State Server Under Hackers’ Grip
Hackers planted an automated program on a Vermont state computer in December last year. As a result there could be a breach into the personal and financial information such as names, Social Security numbers and bank account details of nearly 70,000 current and former residents of Vermont, reported officials on January 29, 2007.
There might have been a security violation leaking financial information of 58,800 account holders belonging to the New England Federal Credit Union. There is also a possibility of hackers accessing a server holding the names, birth dates, Social Security numbers and financial records of 12,000 inhabitants of Green Mountain State, Vermont, USA.
Chances are that miscreants used the stolen information for illicit purposes though indications for it do not exist, said Cynthia LaWare, Human Services Secretary in news of The Associated Press.
The hacked computer is connected to nine banks and credit unions. So far, none of these institutions has reported any activity different from the usual. Even then the state has started off an investigation. State police, the Federal Bureau of Investigation and the attorney general's office are searching the source of the virus.
According to officials, while there were no signs of theft of sensitive personal data from the state computer, there was also no evidence that the incident did not occur.

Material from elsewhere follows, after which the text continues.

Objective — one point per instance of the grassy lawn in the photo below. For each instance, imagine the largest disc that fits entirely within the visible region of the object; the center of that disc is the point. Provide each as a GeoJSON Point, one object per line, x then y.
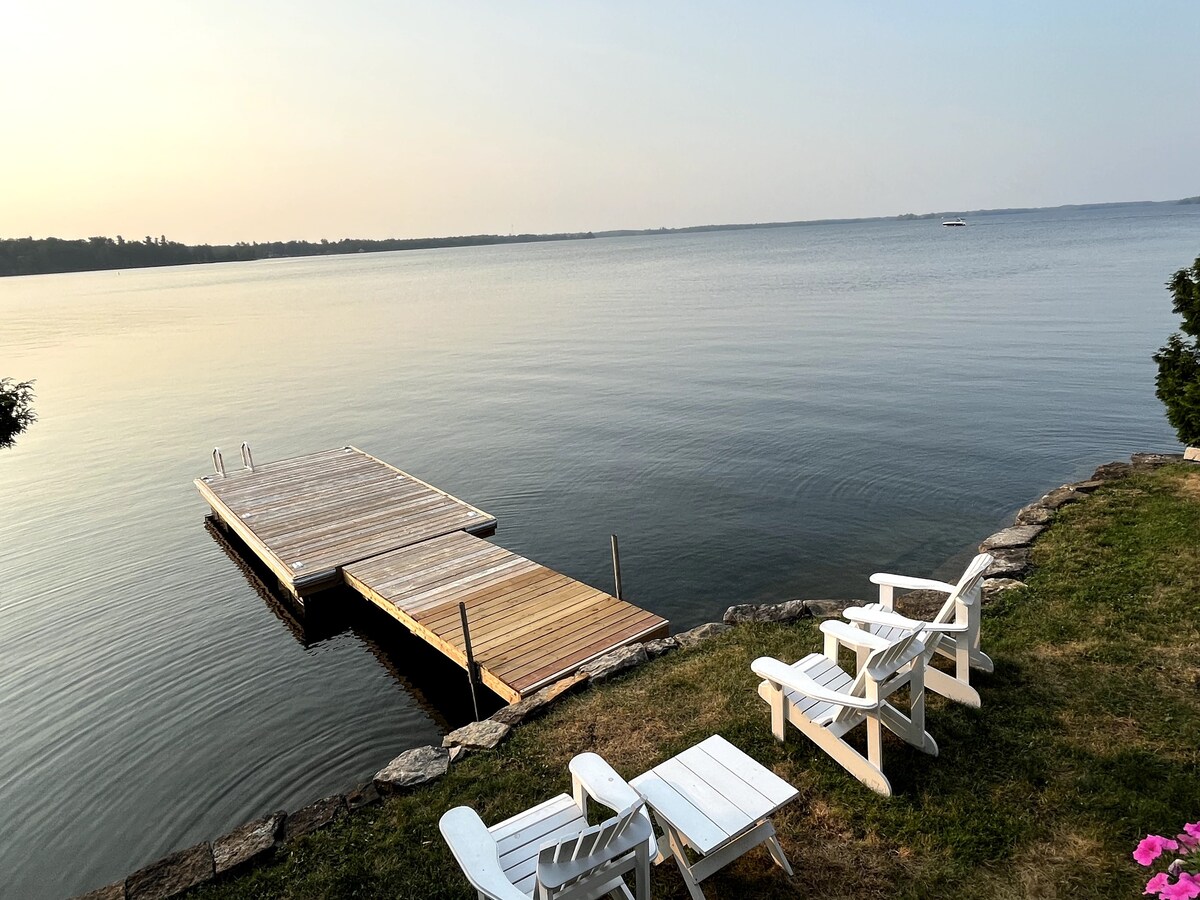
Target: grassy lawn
{"type": "Point", "coordinates": [1089, 737]}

The state is distributing letters asking people to carefully study their bank statements and contact with the bank in case they suspect any entry. The state is also providing free credit monitoring service for any affected person.

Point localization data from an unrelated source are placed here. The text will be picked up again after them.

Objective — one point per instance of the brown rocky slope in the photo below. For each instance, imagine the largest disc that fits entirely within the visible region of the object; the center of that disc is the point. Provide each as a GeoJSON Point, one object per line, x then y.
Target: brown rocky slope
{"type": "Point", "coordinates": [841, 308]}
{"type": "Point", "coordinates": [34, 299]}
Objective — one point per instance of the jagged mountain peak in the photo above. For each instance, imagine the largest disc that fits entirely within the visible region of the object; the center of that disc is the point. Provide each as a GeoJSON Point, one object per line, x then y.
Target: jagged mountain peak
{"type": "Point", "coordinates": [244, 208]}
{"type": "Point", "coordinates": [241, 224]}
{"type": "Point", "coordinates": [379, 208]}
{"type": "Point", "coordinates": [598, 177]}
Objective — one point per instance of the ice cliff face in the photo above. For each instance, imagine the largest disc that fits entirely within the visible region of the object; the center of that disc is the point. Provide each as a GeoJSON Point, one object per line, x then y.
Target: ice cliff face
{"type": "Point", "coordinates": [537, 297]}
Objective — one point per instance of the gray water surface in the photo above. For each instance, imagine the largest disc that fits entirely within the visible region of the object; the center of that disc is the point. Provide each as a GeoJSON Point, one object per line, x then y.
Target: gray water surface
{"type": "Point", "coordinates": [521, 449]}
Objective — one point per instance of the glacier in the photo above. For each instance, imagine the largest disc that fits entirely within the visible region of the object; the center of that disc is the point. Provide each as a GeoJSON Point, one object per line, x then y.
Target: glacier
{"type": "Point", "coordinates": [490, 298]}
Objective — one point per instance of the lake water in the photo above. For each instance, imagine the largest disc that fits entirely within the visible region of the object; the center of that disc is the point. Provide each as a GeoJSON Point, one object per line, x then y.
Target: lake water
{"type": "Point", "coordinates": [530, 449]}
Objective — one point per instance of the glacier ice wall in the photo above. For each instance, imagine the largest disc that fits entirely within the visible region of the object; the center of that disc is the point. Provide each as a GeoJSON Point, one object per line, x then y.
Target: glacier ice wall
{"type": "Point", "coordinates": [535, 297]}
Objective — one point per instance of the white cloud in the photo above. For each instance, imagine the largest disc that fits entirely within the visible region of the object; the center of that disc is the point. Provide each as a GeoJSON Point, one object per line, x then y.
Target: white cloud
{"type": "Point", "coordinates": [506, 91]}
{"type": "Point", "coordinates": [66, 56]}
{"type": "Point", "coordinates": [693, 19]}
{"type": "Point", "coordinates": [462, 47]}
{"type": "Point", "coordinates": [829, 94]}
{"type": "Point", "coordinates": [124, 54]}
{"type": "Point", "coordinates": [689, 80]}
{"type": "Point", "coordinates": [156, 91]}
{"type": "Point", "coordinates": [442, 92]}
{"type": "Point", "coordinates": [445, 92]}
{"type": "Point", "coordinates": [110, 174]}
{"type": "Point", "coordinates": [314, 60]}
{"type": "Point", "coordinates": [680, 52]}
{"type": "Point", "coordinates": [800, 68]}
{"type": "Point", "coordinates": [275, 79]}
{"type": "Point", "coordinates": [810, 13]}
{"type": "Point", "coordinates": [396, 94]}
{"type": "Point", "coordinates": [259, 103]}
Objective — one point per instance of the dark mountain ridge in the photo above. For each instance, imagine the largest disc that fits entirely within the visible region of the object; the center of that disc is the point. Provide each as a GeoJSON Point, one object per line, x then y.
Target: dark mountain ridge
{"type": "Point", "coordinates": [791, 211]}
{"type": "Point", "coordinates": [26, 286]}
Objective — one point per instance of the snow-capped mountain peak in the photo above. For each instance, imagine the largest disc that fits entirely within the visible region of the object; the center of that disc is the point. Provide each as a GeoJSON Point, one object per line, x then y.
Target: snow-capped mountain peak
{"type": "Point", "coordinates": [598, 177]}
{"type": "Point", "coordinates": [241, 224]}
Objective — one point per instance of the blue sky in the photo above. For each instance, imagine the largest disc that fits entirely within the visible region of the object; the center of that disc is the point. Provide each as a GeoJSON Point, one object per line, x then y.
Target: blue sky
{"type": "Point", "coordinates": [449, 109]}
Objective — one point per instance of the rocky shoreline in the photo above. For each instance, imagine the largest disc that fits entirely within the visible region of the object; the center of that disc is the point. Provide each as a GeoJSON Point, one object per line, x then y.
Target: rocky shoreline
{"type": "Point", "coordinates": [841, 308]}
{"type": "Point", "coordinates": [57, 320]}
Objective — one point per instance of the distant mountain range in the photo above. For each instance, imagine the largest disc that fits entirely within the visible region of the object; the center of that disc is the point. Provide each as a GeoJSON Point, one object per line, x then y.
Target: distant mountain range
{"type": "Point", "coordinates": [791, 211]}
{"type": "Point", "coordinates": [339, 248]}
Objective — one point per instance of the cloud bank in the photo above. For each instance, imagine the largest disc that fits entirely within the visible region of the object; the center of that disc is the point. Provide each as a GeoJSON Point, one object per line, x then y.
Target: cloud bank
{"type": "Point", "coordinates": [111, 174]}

There have been previous instances as well of exposure of state records to identity thieves. A computer was stolen from Vermont State Colleges that stored numerous social security numbers of current and ex-students. In another case, a human resources bid inadvertently posted social security numbers of health care agencies. And in January 2007 again, social security numbers were posted on the Web site of the secretary of state.
The hacked computer has been disconnected from the Internet. After conducting an audit the agency found no other system similarly affected. The state is updating older computers to avoid further attacks.